Chicken Stuffed with Golden Onions and Fontina


Chef
kab
Submitted
August 16th 2008
CuisineAmerican
CategoryMain Course
LevelBeginner
Servings
Rating
Your rating: None Average: 5 (1 vote)

Ingredients


4 Teaspoons extra virgin olive oil
1 1/2 Cups thinly sliced red onion
2 Teaspoons minced fresh rosemary, divided
1/8 Teaspoon salt
freshly ground pepper, to taste
2/3 Cup shredded fontina cheese
4 boneless skinless chicken breast
1/2 Cup white wine
1 Cup chicken broth
4 Teaspoons all-purpose flour
Chicken.


Directions


Heat 2t oil in large non-stick skillet over medium high heat. Add onion and 1t rosemary, cook stirring occasionally until golden brown. Season with salt and pepper, let cool, stir in fontina.

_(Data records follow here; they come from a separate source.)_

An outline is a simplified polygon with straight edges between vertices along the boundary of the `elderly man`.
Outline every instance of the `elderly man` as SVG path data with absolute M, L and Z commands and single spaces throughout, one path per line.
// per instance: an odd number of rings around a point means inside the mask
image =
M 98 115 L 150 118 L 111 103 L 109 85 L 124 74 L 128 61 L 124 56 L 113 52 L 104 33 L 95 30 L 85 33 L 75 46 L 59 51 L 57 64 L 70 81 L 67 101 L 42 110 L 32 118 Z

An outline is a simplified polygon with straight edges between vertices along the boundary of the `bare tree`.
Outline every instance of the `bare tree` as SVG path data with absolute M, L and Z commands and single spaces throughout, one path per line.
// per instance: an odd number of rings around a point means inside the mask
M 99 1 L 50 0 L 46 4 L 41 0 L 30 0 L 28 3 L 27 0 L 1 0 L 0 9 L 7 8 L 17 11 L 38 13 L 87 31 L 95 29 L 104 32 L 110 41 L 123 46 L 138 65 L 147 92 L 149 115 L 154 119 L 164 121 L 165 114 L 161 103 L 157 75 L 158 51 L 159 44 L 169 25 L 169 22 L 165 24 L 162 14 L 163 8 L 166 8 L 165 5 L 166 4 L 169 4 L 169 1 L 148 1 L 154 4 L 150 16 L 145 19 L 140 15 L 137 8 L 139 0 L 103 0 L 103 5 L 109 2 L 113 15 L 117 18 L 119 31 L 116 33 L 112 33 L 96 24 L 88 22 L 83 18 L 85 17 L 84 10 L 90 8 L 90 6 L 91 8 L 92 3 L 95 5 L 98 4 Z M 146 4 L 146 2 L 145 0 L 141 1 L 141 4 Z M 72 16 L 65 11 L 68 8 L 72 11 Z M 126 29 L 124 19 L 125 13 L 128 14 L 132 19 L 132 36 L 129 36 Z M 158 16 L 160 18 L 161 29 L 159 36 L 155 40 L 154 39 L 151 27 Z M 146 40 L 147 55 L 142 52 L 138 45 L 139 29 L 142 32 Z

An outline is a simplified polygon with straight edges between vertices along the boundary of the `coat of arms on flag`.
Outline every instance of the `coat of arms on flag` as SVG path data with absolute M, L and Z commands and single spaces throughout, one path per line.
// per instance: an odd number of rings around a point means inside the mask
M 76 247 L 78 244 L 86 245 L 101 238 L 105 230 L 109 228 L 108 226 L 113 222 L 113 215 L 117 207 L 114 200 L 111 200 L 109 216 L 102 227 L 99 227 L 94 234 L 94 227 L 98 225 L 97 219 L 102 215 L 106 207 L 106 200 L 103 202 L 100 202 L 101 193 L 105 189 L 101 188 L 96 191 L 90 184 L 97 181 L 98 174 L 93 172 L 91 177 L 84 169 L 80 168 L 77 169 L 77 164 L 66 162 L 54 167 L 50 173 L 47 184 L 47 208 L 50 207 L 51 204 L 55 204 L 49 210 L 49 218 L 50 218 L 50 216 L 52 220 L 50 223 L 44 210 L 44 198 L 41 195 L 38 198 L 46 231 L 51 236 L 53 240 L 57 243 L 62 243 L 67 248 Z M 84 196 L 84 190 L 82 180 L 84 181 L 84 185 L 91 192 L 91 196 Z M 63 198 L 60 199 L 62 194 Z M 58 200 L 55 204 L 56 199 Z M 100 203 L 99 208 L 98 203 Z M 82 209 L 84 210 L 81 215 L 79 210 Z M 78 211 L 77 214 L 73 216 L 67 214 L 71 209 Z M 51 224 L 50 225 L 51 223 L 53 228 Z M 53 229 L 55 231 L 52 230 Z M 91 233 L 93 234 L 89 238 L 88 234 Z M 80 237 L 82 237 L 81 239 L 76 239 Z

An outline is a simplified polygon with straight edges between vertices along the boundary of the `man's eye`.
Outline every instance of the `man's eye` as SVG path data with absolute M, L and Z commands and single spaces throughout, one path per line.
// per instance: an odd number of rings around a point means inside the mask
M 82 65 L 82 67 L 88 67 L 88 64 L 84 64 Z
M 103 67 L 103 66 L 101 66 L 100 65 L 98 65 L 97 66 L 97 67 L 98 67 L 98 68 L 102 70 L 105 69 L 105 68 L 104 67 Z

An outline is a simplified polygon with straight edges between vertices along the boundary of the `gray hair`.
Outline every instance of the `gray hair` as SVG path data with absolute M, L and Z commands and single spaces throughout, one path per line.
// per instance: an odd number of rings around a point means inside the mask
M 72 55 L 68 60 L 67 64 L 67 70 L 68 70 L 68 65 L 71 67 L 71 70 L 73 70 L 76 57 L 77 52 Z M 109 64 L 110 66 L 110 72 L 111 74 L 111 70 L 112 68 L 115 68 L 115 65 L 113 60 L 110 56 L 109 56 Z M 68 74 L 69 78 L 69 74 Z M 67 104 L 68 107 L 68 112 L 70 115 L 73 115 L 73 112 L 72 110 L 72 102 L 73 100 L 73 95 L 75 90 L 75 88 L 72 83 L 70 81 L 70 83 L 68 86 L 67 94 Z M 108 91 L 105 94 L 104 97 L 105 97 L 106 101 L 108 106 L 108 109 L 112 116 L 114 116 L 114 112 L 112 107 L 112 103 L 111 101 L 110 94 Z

Cut a horizontal slit along thin, long edge of chicken breast, nearly through to opposite side.

Stuff each breast with 1/4c onion/cheese mixture.

Heat remaining 2t oil over medium high heat. Add chicken and cook until golden. Remove and keep warm. Add wine and rosemary to pan, cook over medium high heat for 2 minutes. Whisk in broth and flour until thickened. Return chicken, cook covered until cooked through.